IL CASO SCAGLIA: GLI EDITORIALI DI OGGI
Alcuni dei commenti a margine della sentenza di assoluzione di Silvio Scaglia
LA REPUBBLICA
L’Amaca di Michele Serra incita alla fiducia in noi stessi nonostante il «deficit di giustizia che ferisce la coscienza pubblica» portando come esempi quello drammatico di Lea Garofalo ed il caso di Silvio Scaglia. Il patron di Fastweb – commenta Serra – «ha affrontato con una serenità e una forza d’animo ammirevoli un anno di insensata reclusione preventiva». Due casi diversissimi – quello della testimone di giustizia assassinata nel 2009 e quello di Silvio Scaglia –, ma nei quali è «forte e limpida la risposta individuale». E c’è un lungo silenzio mediatico che si rompe spesso «soltanto dopo che le vittime hanno avuto la forza di resistere all’ingiustizia». In completa solitudine.
L’UNITÀ
In un lungo commento, il Prof. Umberto Veronesi, denuncia lo stato del nostro sistema carcerario punitivo che è «contro la civiltà e la scienza», argomentando anche con le prime parole che Silvio Scaglia ha pronunciato dopo la sentenza di assoluzione: per il carcerato, nelle celle, «c’è meno spazio di quello che le leggi prevedono per i maiali». Ma «se neppure la dignità viene rispettata – si chiede Veronesi – come si può solo pensare a una rieducazione?».
LIBERO
«Quanto costa una persona che come Silvio Scaglia è stata ingiustamente privata della propria libertà e rinchiusa in una cella su ordine della magistratura?» – si chiede Maurizio Belpietro –. Una cifra enorme per le casse pubbliche – scrive, «prossima al mezzo miliardo di euro». «Ma è il minore dei costi – sottolinea Belpietro – perché per capire quanto pesi sulle finanze italiane un anno di carcere ingiusto come quello patito da Silvio Scaglia, si debba andare più a fondo: Quanto costa in termini economici la giustizia ingiusta? Se uno degli imprenditori più ricchi del Paese può essere messo ingiustamente in carcere per un anno ed essere accusato di un reato inesistente, chi verrà più in Italia a far l’imprenditore?».
IL MESSAGGERO
Enrico Cisnetto, nella sua rubrica Miseria e Nobiltà, parla di Silvio Scaglia e degli stranieri che evitano l’Italia.

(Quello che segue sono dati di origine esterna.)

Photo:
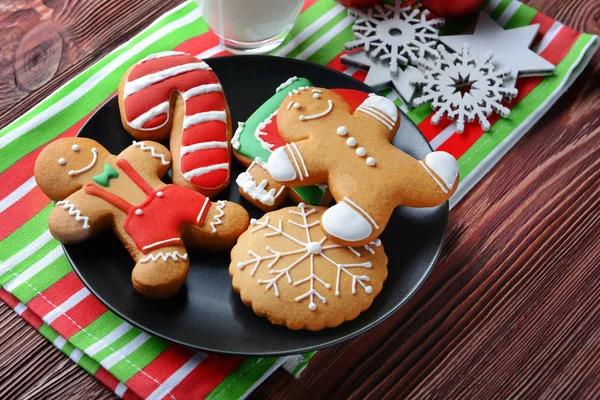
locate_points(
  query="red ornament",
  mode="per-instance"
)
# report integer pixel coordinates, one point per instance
(452, 8)
(358, 3)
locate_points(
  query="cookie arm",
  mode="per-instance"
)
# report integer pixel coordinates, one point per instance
(77, 218)
(298, 164)
(148, 158)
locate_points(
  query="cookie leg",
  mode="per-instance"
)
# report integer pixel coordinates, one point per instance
(223, 223)
(349, 224)
(161, 273)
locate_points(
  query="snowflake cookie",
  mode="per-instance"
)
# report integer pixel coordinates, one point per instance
(288, 271)
(463, 87)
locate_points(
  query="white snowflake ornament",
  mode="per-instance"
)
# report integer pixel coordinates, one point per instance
(395, 34)
(463, 87)
(294, 275)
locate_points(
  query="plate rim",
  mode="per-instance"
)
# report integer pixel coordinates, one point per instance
(306, 349)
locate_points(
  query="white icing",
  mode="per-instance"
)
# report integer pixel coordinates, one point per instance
(163, 54)
(235, 140)
(280, 262)
(345, 223)
(202, 89)
(136, 85)
(139, 122)
(67, 205)
(286, 83)
(87, 167)
(217, 218)
(152, 151)
(202, 146)
(382, 104)
(201, 213)
(204, 170)
(319, 115)
(280, 167)
(161, 242)
(175, 256)
(191, 120)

La detenzione preventiva che Silvio Scaglia è stato costretto a subire nonostante non sussistesse alcuno dei tre motivi per comminarla (pericolo di fuga, reiterazione del reato e inquinamento delle prove, ndr) «rappresenta un’ingiustizia che non si cancella con la sentenza di assoluzione. Nel caso di Scaglia come in quello di tanti altri italiani – scrive Cisnetto – il problema non sta nella colpevolezza meno, quanto nell’utilizzo smodato della custodia cautelare, troppo spesso utilizzata come strumento di pressione per ottenere informazioni». La riforma della giustizia – spiega – non è un fatto tecnico ma un passaggio fondamentale per lavorare sulla competitività del sistema-Paese e sulla sua efficienza. «Scaglia – conclude Cisnetto – non ha mai smesso di credere nell’Italia e torna a pieno titolo protagonista del nostro capitalismo».